Just because an applicant gives all the right answers during a job interview doesn’t mean they are actually capable of doing the work you need them to do. As a recruiter, it is your responsibility to base hiring decision on facts, not assumptions, and you can’t get to the heart of the truth without consulting references that have worked with this candidate personally. Here are some tips for effectively conducting reference checks.
Too often, hiring managers make a decision to hire a person and then conduct a cursory series of reference checks. But if your mind is already made up, you will only hear the information you want to hear from past employers and coworkers. Make sure you call references before you make a final hiring decision.
Focus on Facts
As much as possible, seek out information that is verifiable and backed up by clear metrics. Ask about sales figures, timelines, productivity indicators, and actual measures of accomplishment. Also, don’t hesitate to confirm a candidate’s credentials by asking for college transcripts and proof of certifications and licenses.
Ask Strategic Questions
References often want to cast the candidate in question in a positive light. Unfortunately, this doesn’t really give you the accurate picture that you’re looking for. Ask open-ended questions that force the reference to go beyond shallow praise. Examples include:
- What are this person’s strengths and weaknesses?
- How did they contribute to the success of your mission?
- How can the candidate improve?
- Would you feel comfortable hiring this person again?

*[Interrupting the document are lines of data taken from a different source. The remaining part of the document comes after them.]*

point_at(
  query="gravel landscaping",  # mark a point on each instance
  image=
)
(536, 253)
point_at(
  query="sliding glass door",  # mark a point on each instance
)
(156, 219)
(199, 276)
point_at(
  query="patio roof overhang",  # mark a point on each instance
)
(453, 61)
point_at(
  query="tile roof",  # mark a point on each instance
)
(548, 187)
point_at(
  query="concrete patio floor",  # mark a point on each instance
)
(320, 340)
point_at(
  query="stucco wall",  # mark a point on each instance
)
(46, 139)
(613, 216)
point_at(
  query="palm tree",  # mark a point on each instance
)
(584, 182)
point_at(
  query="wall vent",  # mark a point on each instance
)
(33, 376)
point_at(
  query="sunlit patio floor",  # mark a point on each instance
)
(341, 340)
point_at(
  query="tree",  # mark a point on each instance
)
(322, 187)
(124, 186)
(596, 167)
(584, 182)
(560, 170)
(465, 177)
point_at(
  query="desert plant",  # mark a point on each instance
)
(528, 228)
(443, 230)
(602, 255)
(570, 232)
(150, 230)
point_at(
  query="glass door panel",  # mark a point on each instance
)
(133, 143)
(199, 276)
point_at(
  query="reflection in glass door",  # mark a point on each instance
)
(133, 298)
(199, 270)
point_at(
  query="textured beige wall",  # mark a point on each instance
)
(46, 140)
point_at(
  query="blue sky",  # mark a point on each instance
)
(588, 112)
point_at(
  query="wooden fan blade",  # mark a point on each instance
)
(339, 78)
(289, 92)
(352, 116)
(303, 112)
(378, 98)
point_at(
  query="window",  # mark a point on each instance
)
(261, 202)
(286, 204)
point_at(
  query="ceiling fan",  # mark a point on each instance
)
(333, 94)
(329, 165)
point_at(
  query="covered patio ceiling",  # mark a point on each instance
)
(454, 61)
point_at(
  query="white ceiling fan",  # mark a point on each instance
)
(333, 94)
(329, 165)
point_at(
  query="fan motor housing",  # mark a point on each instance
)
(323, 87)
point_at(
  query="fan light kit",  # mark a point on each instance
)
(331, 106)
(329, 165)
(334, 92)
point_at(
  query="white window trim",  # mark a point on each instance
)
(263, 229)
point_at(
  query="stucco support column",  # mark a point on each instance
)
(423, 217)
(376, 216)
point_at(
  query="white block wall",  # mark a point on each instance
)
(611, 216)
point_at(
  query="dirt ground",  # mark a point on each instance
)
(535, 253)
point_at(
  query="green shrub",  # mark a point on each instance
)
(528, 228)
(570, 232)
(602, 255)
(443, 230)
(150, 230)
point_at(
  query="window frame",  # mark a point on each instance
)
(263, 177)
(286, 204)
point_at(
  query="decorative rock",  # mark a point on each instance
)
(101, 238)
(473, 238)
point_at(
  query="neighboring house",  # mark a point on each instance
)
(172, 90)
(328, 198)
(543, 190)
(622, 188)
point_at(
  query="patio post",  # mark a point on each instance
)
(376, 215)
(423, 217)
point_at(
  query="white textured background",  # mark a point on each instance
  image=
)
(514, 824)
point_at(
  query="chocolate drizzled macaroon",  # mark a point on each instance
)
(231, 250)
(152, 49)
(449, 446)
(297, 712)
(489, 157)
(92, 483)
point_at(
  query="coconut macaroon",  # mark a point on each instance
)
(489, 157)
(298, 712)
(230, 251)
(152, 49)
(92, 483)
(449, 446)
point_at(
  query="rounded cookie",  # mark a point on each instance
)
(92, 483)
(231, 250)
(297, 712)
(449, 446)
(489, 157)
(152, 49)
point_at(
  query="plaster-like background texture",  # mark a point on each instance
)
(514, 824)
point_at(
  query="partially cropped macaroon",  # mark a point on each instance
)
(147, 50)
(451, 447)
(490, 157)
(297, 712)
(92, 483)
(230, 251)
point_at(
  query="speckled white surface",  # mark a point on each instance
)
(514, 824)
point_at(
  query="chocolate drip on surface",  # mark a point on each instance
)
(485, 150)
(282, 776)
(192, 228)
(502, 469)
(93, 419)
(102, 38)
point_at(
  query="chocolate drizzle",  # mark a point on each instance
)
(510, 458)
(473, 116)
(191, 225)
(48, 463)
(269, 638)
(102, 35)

Never ask questions related to a person’s age, race, religion, or sexuality. This information is irrelevant to your hiring decision, and bringing up these topics could get you into legal trouble. Be sure that you document any conversation you had with a reference and include it in the candidate’s file.
Get More Information
If you feel like you need to get more information, or a different quality of information, don’t hesitate to ask a reference to put you in touch with someone else that knows the candidate. Sometimes you get the best information by seeking out a reference that a candidate has not specifically pointed you towards.